I have what is known as Unexplained Fertility (THE most ambiguous phrase EVER!) ~ Basically meaning, after testing both my husband and myself, there is no known cause/explanation for our conception trouble. It would be an understatement to say that I've been literally living inside my head for the last year or so with incessant "what if's". Most times, I feel totally insane. I can't stop thinking about getting pregnant let alone BEING pregnant...over analyzing every flutter and twitch in my hollow uterus. I've never been more in tune with my lower body...ever!
Yesterday, my husband and I were seated in our RE's office after failed IUI attempt # 2. I felt only slight cramping 14dpiui ~ took an HPT that morning: negative. Later that afternoon while getting ready for a party, I noticed while washing that my prescribed progesterone vaginal gel was making its way out...YUCK! When I wiped, there was a gelatinous brownish discharge mixed with well-known AF red, so I knew I was out for the count and was glad I went with my instinct and didn't go for a Beta earlier that day...only to be told what I already knew.

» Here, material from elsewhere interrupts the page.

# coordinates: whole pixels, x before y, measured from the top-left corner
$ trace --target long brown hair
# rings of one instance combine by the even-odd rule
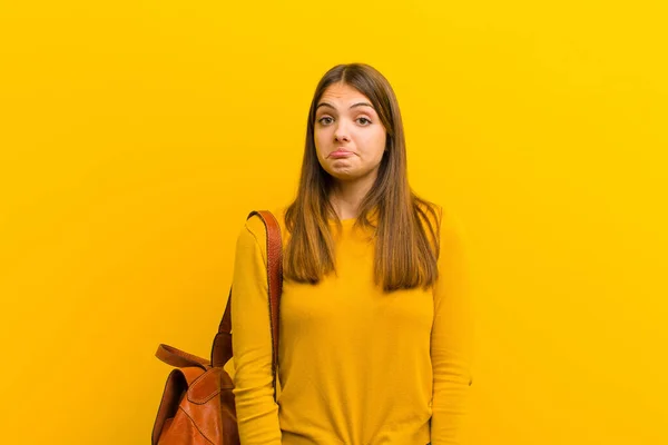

The next morning I had barely any discharge - only some brown spotting. I stopped taking the progesterone. 16dpiui there was red all day...but nothing like my normal period. I wasn't sure if I should consider it Day 1 or not because the flow wasn't as heavy...but I did bleed all day. Yesterday at 17dpiui, I had full AF and decided to go the RE for my routine Day 2 u/s and b/w. My uterine lining was thin and I had (2) residual follicles that looked like large bruises on my left ovary. My b/w would determine whether the follies were still producing hormone or not and whether I could start Gonal F injections that evening...gearing up for IUI #3.
A few hours later, I received a surprise call from the RE nurse that my Beta came back as slight positive. My numbers were extremely low ~ I believe she said my hCG level was 54 or was it 45? (Oh god. I don't remember...everything went blurry when she told me the unexpected news). I go back for b/w tomorrow and am not sure what happens after that. I was advised to go back on progesterone. My period stopped.
The nurse made it clear that they do not think this will be a viable pregnancy ...my numbers should be well in the 100s by now, but, as she so pleasantly put it...the good news is: I CAN get pregnant.
I can't really explain the emotional turmoil that is associated with my diagnosis. To take my mind off the inevitable...even for a few moments, I've been getting in touch with my creative side through writing and art collage. It's been my way of venting ~ expelling anger, frustration, and anxiety that has now become a part of daily living.
Never in my wildest dreams (or nightmares) did I ever think I’d be ‘one of those’ people. Nor did I ever believe that I would ever have to cope with this uneasy situation at hand and attempt to handle it the best way I know how. I’m certainly not a spokeswoman on the subject and I don’t care to be; however, this is something that has directly affected me on a daily basis since 2006...Perhaps this blog can somewhat explain what I simply cannot. So there you have it. Hen Fruit is a self satisfying collection of IF musings, current events, poetry, and artwork ~ all created by me.
And so, as the story goes ~ Hen Fruit has officially hatched.